A mechanism for heat transfer in a Votator-type scraped-surface heat exchanger

Abstract

The mechanism for heat transfer in a SSHE consists of three steps, viz.: • Penetration of heat by conduction in a thin layer close to the heat transfer surface in the time between two scrapings. • Partial temperature equalization in the boundary layer that builds up on the scraper blade. • Convective radial transport from the cooled layer to the bulk of the liquid. Taylor vortices contribute to this radial transport. Heat transfer measurements were conducted under various conditions.
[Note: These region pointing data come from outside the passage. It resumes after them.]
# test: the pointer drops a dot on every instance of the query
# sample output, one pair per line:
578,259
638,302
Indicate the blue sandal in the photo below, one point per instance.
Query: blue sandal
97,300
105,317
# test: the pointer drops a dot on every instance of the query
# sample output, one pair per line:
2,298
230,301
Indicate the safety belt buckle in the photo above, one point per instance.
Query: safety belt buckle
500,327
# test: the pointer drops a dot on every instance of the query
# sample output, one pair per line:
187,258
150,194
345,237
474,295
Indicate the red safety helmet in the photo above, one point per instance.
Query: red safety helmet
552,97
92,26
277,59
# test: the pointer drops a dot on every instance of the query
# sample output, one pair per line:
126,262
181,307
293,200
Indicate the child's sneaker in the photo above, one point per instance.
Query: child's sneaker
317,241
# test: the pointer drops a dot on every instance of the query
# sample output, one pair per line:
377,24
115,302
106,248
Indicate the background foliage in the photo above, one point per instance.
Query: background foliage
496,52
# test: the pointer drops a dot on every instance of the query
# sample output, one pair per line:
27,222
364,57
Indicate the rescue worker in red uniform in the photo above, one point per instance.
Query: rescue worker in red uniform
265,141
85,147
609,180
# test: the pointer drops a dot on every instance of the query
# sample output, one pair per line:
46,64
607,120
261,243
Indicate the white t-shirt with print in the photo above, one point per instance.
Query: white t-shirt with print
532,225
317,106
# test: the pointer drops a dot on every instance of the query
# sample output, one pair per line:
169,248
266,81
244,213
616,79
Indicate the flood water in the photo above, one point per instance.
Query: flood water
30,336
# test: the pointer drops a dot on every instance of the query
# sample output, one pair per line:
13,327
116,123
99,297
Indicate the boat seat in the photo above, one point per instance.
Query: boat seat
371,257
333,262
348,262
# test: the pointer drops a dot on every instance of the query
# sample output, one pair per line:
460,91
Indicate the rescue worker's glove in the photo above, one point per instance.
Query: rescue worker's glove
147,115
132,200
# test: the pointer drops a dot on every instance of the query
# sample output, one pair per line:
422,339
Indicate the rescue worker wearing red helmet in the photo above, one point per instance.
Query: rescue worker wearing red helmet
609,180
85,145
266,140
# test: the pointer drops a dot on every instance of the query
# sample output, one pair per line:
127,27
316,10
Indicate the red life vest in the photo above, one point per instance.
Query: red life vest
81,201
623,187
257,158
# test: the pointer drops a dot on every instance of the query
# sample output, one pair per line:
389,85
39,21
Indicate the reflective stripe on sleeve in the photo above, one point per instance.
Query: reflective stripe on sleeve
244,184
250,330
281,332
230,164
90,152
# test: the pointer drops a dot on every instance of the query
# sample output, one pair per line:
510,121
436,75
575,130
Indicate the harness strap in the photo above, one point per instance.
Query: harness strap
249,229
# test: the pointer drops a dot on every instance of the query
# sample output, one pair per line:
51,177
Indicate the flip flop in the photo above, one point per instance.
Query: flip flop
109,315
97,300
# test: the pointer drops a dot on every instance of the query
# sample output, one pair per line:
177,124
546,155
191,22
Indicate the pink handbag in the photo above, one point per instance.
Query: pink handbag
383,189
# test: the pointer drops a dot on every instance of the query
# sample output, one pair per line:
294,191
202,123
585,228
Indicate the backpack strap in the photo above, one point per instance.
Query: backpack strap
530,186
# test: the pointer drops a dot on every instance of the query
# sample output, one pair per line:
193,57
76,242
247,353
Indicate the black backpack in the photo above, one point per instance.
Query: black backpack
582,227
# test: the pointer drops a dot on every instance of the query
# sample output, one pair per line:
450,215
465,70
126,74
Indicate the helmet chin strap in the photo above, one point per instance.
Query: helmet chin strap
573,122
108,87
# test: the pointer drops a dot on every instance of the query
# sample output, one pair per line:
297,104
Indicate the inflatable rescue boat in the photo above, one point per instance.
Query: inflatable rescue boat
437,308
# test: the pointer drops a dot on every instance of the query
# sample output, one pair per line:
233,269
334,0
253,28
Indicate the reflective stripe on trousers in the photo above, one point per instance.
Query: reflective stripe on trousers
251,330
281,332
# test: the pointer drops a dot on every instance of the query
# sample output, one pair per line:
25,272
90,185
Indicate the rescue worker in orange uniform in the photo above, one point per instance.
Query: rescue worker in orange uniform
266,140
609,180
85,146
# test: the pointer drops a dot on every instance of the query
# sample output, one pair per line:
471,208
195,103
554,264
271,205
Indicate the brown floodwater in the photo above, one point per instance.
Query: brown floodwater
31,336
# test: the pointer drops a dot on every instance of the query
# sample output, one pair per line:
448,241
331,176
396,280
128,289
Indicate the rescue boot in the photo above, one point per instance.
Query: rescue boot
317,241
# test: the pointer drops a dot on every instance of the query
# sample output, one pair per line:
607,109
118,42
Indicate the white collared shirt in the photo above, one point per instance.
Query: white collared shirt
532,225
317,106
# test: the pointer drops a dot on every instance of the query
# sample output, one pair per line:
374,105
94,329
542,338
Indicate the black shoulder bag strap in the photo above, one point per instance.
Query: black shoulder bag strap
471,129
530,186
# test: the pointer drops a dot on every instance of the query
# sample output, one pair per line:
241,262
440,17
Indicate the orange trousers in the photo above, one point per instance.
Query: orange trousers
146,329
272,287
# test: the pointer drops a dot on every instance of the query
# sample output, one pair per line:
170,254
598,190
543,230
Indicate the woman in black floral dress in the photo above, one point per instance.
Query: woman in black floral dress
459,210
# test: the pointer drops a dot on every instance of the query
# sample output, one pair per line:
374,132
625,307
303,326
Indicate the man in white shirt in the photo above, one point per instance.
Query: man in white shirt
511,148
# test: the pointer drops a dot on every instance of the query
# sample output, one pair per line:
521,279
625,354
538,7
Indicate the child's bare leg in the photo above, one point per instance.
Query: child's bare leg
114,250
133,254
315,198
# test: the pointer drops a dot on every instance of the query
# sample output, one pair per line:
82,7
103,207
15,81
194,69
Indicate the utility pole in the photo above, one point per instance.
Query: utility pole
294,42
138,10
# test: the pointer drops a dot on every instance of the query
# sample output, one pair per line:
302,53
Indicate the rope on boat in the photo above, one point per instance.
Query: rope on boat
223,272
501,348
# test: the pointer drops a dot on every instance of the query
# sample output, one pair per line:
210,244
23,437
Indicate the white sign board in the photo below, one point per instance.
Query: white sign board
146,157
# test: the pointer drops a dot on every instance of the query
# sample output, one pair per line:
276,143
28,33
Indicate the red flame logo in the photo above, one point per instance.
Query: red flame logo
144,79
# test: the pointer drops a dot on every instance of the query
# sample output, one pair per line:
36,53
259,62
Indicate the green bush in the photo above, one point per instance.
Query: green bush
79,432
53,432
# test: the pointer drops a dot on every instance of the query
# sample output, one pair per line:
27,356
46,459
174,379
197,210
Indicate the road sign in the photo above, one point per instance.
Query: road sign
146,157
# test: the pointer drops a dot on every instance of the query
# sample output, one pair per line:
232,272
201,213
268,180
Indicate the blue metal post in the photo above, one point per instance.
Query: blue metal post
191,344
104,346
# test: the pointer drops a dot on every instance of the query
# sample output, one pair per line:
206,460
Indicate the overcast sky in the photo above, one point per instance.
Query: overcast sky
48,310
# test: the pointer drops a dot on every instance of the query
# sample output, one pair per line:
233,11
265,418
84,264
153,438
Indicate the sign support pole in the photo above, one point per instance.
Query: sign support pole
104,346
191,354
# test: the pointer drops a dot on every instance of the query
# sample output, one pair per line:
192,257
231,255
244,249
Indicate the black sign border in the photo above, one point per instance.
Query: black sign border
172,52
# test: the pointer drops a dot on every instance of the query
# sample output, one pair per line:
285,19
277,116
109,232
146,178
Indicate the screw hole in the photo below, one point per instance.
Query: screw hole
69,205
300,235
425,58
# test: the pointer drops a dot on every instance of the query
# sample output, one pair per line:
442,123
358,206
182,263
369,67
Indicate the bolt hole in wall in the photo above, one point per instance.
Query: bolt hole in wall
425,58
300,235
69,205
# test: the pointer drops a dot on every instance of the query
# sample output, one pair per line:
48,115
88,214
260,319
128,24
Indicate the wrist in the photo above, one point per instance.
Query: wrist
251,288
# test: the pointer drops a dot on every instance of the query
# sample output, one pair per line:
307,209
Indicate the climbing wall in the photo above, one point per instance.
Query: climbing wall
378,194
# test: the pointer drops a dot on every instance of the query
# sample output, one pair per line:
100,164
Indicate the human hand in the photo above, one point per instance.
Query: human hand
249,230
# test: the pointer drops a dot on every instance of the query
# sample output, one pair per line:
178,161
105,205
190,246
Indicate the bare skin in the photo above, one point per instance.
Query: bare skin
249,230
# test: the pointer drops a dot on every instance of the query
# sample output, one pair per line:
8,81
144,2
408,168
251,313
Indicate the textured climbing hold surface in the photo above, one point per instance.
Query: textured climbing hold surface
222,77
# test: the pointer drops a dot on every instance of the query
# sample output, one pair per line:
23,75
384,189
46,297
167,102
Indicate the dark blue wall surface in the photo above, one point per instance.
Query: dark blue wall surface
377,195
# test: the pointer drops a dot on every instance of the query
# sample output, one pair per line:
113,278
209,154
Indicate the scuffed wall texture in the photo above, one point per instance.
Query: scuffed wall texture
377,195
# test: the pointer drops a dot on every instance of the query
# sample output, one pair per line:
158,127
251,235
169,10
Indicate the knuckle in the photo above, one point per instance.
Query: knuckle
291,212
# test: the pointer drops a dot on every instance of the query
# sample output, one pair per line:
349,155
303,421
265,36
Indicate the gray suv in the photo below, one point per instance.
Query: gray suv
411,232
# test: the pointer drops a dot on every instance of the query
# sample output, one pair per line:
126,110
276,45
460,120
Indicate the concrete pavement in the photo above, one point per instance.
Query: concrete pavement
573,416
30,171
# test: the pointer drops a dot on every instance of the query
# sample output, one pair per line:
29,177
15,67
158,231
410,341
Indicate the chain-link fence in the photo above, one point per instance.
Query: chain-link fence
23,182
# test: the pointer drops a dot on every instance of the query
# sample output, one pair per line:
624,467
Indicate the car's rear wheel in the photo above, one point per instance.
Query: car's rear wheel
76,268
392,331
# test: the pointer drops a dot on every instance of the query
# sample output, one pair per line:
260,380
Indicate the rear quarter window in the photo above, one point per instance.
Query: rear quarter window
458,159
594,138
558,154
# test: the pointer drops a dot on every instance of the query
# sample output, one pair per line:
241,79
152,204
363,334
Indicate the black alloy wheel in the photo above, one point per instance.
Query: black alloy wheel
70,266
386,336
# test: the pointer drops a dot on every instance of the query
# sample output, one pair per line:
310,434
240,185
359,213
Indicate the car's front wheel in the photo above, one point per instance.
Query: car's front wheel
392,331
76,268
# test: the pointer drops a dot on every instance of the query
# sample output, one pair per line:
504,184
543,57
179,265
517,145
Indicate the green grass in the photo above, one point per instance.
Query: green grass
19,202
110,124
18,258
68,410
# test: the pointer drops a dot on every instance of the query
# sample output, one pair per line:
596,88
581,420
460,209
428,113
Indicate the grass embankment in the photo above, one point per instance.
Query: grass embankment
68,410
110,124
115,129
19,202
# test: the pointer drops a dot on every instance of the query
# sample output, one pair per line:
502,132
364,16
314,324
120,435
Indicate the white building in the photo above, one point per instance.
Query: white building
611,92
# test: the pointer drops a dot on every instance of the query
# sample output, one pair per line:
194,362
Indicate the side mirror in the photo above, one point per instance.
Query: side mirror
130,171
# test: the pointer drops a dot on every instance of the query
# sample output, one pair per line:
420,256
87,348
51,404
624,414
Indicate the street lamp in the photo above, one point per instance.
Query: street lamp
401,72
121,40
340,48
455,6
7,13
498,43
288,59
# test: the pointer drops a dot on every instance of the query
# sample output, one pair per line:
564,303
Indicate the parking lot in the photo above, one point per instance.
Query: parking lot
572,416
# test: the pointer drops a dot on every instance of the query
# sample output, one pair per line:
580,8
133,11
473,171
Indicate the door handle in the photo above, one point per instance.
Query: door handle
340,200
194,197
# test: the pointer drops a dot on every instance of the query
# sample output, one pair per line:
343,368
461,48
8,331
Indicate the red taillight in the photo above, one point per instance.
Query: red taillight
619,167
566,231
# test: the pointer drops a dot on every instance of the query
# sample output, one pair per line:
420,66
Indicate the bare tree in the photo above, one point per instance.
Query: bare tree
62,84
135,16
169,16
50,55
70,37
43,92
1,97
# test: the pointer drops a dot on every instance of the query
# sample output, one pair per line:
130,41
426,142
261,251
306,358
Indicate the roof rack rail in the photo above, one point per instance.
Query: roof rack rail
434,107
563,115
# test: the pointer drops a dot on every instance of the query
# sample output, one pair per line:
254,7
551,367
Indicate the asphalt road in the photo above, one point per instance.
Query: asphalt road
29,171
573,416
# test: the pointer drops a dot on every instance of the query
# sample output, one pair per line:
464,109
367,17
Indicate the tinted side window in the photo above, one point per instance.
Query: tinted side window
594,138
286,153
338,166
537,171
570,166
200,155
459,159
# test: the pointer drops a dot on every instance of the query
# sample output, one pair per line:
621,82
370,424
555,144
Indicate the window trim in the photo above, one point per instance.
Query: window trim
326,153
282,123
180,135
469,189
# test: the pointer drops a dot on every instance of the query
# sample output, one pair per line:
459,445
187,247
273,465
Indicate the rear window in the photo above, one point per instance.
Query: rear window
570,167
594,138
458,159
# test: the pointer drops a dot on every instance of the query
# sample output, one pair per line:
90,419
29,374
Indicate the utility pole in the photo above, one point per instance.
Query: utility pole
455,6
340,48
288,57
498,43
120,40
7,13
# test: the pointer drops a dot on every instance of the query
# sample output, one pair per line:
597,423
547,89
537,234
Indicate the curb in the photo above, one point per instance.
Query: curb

The heat transfer coefficient can be described by means of an equation resulting from penetration theory, modified by an empirically determined correction factor ϕ. In ϕ are included: • The incompleteness of the temperature equalization in the boundary layer. • The effect of radial dispersion. • The decrease in driving force for heat transfer due to axial dispersion. When the influence of the axial dispersion on heat transfer is absent (high mass flow rates), ϕ is a function of Pr. If Taylor vortices are present, the value of ϕ is independent of Re R . Below the critical Reynolds number ϕ decreases due to insufficient radial mixing. At low mass flow rates the influence of the axial dispersion on the driving force for heat transfer is important. The apparent decrease in heat transfer coefficient due to this effect can be calculated. To do so, the plug flow with dispersion model is applied in which the axial dispersion coefficient is calculated from the standard deviation of the residence time distribution curve.